I want to gush and wax poetic about the visual beauty of this game, but even though I stopped and took more screenshots in AC Origins than I have in any other game, the mouth-agape visuals aren’t even the most impressive part. It’s that country I mentioned in the last paragraph. Origins’ version of Egypt is set around the time of Cleopatra and Julius Caesar – the landscapes range from open, endless desert, to Grecian cities, Egyptian villages and Roman strongholds with mountains, rivers, grass and PYRAMIDS in between. It’s in this world where the best parts of Assassin’s Creed Origins shine.
Origins deserves many accolades for something that used to be the series’ weakest cog: side quests. The game does an exemplary job turning boring ass fetch quests into engaging, narrative-driven experiences. So much so that the main storyline feels like it’s lacking the same care as the side quests. Which is a real shame, because there are lots of shiny parts about this game just slightly tarnished by the main story. However, if I can overlook the shit story of Zelda: Breath of the Wild, I owe AC Origins the same respect.

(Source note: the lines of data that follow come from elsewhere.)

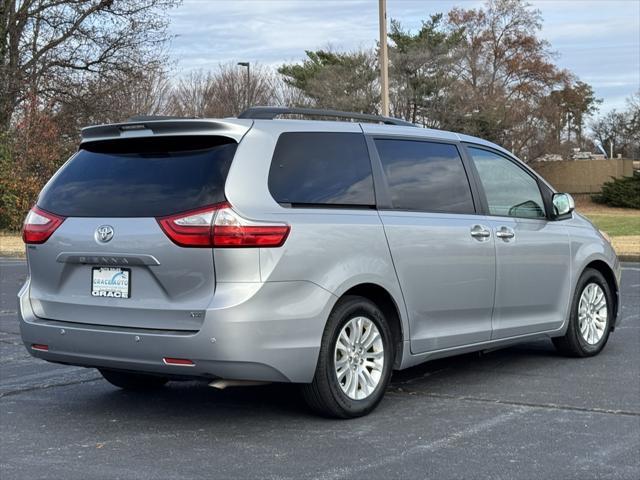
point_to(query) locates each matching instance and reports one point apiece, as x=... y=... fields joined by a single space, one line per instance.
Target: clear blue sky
x=598 y=40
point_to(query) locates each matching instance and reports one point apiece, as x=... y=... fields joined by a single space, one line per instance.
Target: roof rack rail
x=269 y=113
x=149 y=118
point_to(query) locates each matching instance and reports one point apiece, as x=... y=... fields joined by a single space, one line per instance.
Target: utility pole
x=247 y=97
x=384 y=67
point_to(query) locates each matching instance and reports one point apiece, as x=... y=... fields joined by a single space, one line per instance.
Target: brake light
x=39 y=225
x=219 y=226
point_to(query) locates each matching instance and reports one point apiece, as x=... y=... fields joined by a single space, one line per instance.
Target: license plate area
x=111 y=282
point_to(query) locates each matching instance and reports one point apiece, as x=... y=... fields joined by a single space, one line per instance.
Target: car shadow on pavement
x=194 y=401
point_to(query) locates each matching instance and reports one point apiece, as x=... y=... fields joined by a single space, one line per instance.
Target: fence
x=583 y=176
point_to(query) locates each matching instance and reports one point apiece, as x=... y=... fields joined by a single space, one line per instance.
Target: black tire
x=324 y=395
x=133 y=381
x=573 y=344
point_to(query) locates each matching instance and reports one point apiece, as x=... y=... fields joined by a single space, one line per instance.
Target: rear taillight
x=219 y=226
x=39 y=225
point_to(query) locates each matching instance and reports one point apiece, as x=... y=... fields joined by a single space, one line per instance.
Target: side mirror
x=563 y=204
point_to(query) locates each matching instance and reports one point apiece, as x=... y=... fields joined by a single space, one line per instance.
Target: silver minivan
x=324 y=253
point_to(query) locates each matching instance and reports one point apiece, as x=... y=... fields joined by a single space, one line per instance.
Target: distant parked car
x=323 y=253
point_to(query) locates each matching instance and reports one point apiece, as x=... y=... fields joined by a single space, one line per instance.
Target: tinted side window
x=321 y=168
x=510 y=191
x=425 y=176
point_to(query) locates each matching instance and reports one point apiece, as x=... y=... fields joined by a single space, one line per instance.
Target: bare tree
x=224 y=92
x=49 y=44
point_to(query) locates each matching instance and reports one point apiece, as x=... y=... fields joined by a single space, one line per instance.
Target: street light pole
x=384 y=67
x=247 y=64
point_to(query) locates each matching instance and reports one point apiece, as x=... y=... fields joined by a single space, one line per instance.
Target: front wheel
x=355 y=361
x=590 y=319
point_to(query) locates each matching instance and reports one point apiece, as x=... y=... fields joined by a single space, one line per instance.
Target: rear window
x=141 y=178
x=321 y=169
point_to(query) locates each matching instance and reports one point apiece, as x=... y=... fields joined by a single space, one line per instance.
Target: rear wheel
x=591 y=317
x=355 y=361
x=133 y=381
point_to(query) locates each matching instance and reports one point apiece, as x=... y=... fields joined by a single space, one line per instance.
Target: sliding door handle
x=480 y=232
x=505 y=233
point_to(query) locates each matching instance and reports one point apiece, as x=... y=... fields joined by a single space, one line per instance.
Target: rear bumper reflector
x=182 y=362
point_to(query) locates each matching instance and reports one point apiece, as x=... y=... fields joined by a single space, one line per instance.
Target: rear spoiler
x=232 y=128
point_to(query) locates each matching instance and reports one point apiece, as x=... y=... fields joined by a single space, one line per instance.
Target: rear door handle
x=505 y=233
x=480 y=232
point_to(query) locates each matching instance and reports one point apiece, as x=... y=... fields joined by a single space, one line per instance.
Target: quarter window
x=321 y=168
x=510 y=191
x=425 y=176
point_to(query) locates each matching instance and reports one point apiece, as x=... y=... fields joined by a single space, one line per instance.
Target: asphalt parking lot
x=522 y=412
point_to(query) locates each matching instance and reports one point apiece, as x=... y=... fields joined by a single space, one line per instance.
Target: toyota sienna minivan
x=324 y=253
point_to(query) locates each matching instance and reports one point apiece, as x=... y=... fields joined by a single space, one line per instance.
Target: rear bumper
x=274 y=334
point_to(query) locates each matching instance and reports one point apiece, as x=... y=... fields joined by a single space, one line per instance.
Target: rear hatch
x=109 y=262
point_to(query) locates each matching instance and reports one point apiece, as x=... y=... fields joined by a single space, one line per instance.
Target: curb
x=631 y=257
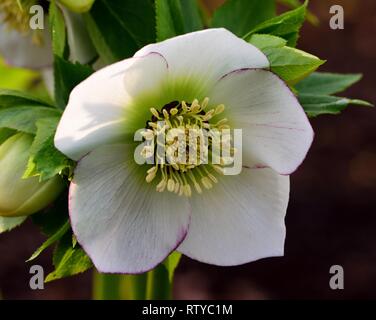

From relevant and necessary gameplay changes, a major visual overhaul and one of the most beautiful and compelling open worlds ever made, Assassin’s Creed Origins deserves your attention. Even if you think you hate the series, Origins fixes what broke old Assassin’s Creed games and opens up a new swath of possibilities for the future of the series.
Holy Fuck that’s a lot of writing in one day. Fitting for a lot of gaming in one year.